= Mecklenburg County Public Schools =

School district in Virginia, United States

Mecklenburg County Public Schools is a school district headquartered in Boydton, Virginia, United States. It provides the public school education for students who live in Mecklenburg County.

==Organization==
Mecklenburg County Public Schools is governed by the Board of Education that consists of a representative of each of the nine districts within the county together with the Superintendent, currently Mr. Paul C. Nicholas III . Dr. Scott Worner is replacing the retiring Mr. Nicholas June 2023.
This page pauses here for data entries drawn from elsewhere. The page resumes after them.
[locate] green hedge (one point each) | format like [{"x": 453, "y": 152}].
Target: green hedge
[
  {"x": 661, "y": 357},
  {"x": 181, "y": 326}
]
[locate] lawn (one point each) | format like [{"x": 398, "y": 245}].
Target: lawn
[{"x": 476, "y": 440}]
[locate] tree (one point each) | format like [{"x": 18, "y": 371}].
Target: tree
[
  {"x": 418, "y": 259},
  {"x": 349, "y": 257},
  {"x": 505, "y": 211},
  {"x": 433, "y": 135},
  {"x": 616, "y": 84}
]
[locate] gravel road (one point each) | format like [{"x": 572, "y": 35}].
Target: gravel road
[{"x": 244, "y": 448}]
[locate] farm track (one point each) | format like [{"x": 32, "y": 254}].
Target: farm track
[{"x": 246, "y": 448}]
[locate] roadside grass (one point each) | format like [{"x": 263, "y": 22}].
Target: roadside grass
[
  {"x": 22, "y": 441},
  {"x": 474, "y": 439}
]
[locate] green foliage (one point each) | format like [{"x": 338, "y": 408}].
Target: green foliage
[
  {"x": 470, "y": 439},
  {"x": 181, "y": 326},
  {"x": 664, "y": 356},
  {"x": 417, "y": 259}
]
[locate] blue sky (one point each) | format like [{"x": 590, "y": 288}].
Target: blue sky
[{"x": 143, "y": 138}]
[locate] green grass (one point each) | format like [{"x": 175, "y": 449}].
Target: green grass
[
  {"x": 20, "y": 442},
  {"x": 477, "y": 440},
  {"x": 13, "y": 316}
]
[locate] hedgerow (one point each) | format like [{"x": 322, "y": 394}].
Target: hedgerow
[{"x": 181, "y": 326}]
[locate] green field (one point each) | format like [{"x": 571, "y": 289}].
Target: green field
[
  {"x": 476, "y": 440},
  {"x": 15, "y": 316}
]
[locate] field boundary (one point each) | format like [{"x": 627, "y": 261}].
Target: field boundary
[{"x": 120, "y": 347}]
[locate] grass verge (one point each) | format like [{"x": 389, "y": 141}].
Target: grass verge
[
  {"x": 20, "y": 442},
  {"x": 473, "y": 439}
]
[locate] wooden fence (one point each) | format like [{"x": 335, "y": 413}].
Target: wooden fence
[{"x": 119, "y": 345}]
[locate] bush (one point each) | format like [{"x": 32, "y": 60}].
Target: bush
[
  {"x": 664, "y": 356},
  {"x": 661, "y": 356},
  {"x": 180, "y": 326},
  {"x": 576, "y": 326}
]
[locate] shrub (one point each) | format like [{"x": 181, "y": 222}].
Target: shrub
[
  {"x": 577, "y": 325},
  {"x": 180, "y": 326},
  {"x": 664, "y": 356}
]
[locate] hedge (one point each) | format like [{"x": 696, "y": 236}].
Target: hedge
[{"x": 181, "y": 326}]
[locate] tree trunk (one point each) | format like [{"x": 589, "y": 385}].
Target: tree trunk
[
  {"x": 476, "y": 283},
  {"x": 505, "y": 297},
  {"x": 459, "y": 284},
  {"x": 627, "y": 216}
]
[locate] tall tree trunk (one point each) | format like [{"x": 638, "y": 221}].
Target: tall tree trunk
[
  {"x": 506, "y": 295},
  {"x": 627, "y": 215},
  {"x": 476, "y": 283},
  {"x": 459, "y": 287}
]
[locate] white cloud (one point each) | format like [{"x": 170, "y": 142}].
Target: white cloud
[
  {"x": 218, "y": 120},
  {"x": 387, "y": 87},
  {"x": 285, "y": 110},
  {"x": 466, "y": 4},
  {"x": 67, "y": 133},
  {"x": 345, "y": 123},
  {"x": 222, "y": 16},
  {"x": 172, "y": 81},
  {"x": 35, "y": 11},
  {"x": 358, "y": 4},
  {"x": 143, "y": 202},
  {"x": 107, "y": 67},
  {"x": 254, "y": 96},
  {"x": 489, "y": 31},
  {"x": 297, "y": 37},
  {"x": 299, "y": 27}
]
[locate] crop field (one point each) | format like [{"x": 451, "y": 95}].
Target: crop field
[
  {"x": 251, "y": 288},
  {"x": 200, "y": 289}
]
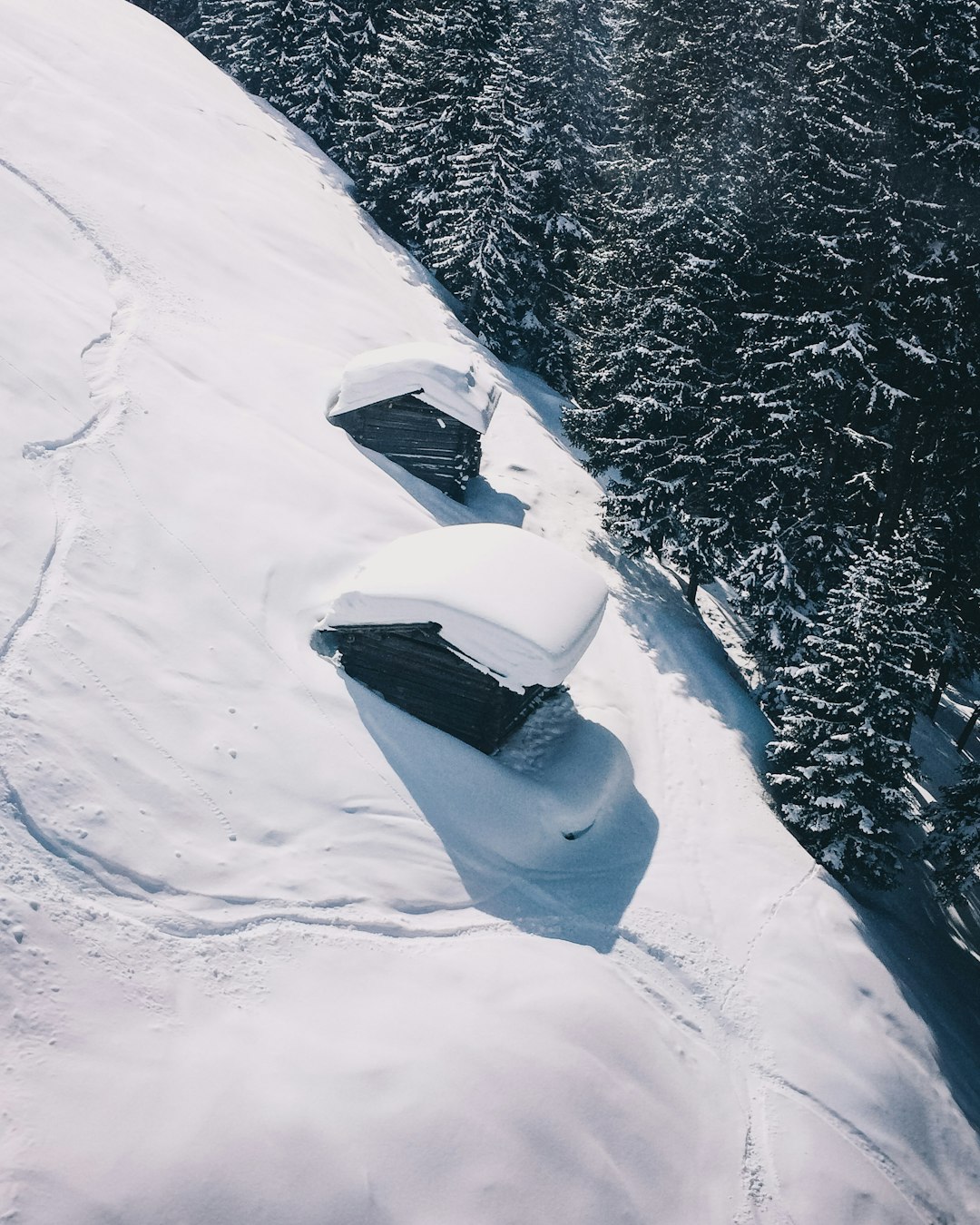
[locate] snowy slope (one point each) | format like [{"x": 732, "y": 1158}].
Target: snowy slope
[{"x": 272, "y": 951}]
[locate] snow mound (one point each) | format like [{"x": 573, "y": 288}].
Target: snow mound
[
  {"x": 511, "y": 602},
  {"x": 452, "y": 378}
]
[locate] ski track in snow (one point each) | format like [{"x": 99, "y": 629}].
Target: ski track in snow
[
  {"x": 686, "y": 982},
  {"x": 102, "y": 363},
  {"x": 702, "y": 1015}
]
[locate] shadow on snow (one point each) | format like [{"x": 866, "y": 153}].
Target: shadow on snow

The district runs a single high school middle school complex, four elementary schools and an Alternative Education Center. As of 2010, 32,727 students were being educated. In school year 2011-12 it had a budget of $44,239,944. All schools have obtained Standards of Learning accreditation.

==Performance==
The Division was awarded five stars out of five for performance, by USA.com, and ranked 9th out of 130 divisions in Virginia.

==Schools==
- Mecklenburg County High School
- Mecklenburg County Middle School
- Bluestone High School - Closed 2022
- Park View High School - Closed 2022
- Bluestone Middle School - Closed 2022
- Park View Middle School - Closed 2022
- Chase City Elementary School - opened September 6, 1935, in 2010-11 educated around 500 students in Grades PK-5.